Viva la Villa: Die „Villa Kunterbunt“ ist eines der am längsten besetzten Häuser Deutschlands. 1981 verhinderten Bochumer den Abriss des leerstehenden Gebäudes. Im Oktober verfügte die Stadt die Räumung aufgrund von Baumängeln. Die BewohnerInnen wehren sich vor Gericht und sanieren in Eigenregie.
Mit dem Schlüsseldienst ins Kloster: Die Klosterschwestern Regina, Rita und Bernadette sind aus dem Altersheim abgehauen und „besetzen“ seit Anfang September ihr altes Kloster im Salzburger Land. Sie wollen selbstorganisiert und altersgerecht in den alten Gemäuern leben. Ein Besuch auf Schloss Goldenstein.
„Beim obersten Prozent wird es interessant“, sagt die Politikwissenschaftlerin Martyna Linartas. Sie zeigt in ihrem neuen Buch auf, wieso Arm und Reich in Deutschland immer weiter auseinanderdriften – und was wir dagegen unternehmen können.

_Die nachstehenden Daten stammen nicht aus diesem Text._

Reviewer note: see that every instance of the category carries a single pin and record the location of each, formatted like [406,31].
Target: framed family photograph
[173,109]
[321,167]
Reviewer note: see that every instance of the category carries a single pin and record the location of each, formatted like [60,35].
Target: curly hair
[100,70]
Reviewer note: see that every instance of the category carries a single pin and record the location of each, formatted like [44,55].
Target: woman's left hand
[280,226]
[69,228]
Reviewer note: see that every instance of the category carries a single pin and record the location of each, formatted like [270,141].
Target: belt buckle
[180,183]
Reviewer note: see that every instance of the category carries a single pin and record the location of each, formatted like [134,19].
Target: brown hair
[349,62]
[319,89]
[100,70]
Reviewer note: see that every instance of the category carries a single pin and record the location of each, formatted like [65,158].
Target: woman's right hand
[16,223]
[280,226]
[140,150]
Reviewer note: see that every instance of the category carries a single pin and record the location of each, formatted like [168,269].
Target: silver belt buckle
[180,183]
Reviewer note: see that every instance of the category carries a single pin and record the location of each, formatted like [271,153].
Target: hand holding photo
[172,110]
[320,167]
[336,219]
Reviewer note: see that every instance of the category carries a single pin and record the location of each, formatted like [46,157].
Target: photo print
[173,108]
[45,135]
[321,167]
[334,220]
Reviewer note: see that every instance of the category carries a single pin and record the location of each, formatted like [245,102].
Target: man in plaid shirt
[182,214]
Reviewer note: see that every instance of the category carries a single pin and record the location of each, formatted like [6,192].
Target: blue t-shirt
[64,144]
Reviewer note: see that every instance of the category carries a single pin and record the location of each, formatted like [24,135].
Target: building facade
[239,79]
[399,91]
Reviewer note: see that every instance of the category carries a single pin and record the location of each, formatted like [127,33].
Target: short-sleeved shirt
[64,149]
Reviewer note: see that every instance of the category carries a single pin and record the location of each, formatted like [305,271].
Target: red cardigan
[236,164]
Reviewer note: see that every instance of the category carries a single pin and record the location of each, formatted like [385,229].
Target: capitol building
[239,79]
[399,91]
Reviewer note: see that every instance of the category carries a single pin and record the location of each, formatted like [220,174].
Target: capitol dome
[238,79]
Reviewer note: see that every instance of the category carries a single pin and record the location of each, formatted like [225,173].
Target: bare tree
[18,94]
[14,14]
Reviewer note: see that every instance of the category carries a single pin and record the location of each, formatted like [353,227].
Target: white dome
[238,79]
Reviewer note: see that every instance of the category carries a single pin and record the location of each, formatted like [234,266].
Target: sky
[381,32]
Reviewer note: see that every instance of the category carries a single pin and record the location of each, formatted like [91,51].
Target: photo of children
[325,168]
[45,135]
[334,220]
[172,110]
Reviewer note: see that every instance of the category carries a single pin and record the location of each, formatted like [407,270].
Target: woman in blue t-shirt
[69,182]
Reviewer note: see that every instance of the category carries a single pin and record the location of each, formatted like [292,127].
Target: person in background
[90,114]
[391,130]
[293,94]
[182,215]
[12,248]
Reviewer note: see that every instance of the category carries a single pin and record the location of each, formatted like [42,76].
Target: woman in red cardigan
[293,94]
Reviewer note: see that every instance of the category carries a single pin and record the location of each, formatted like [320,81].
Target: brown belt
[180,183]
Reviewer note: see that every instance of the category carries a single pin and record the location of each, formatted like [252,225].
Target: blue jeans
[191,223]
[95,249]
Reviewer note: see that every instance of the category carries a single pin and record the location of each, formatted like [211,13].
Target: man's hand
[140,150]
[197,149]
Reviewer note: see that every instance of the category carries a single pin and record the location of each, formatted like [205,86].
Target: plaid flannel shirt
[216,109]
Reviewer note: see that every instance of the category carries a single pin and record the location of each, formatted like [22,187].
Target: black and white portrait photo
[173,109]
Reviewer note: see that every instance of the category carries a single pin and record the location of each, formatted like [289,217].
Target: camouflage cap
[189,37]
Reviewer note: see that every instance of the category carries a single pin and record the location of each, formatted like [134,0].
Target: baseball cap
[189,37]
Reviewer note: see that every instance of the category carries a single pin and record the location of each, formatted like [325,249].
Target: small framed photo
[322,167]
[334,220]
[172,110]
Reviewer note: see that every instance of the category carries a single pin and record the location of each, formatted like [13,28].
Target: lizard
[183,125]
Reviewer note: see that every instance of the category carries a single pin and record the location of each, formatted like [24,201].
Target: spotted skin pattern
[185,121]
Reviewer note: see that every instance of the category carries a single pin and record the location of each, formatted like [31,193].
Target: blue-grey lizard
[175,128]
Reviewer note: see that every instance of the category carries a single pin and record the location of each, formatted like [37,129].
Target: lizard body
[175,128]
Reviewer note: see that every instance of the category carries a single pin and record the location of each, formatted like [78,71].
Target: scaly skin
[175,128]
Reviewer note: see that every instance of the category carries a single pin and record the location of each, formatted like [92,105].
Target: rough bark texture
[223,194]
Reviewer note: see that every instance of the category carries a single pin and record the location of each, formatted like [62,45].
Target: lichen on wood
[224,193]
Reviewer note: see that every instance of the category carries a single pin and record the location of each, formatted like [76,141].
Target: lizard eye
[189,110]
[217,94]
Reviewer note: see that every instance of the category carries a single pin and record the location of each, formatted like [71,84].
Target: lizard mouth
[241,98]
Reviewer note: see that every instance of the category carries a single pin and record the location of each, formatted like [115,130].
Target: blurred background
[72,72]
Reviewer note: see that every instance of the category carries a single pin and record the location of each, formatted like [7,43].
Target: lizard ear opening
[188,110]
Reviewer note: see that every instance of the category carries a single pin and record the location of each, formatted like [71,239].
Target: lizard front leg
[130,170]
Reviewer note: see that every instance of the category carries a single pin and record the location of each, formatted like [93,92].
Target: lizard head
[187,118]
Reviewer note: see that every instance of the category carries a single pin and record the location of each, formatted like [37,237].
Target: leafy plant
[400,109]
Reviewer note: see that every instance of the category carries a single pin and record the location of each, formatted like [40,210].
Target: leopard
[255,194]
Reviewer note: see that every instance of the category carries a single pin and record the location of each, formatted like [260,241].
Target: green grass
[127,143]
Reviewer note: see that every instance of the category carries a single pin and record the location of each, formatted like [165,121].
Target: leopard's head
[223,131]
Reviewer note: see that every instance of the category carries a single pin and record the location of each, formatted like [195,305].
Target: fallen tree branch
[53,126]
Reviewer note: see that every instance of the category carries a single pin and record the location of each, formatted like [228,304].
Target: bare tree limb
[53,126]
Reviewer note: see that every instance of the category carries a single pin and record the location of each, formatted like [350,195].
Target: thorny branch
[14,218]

Vor 40 Jahren war der Undercover-Journalist Günter Wallraff „Ganz unten“ und sorgte mit dem gleichnamigen Buch für einen der größten deutschsprachigen Sachbucherfolge. Im Interview spricht über altes und neues Arbeitsunrecht sowie über die Notwendigkeit von Perspektivwechseln.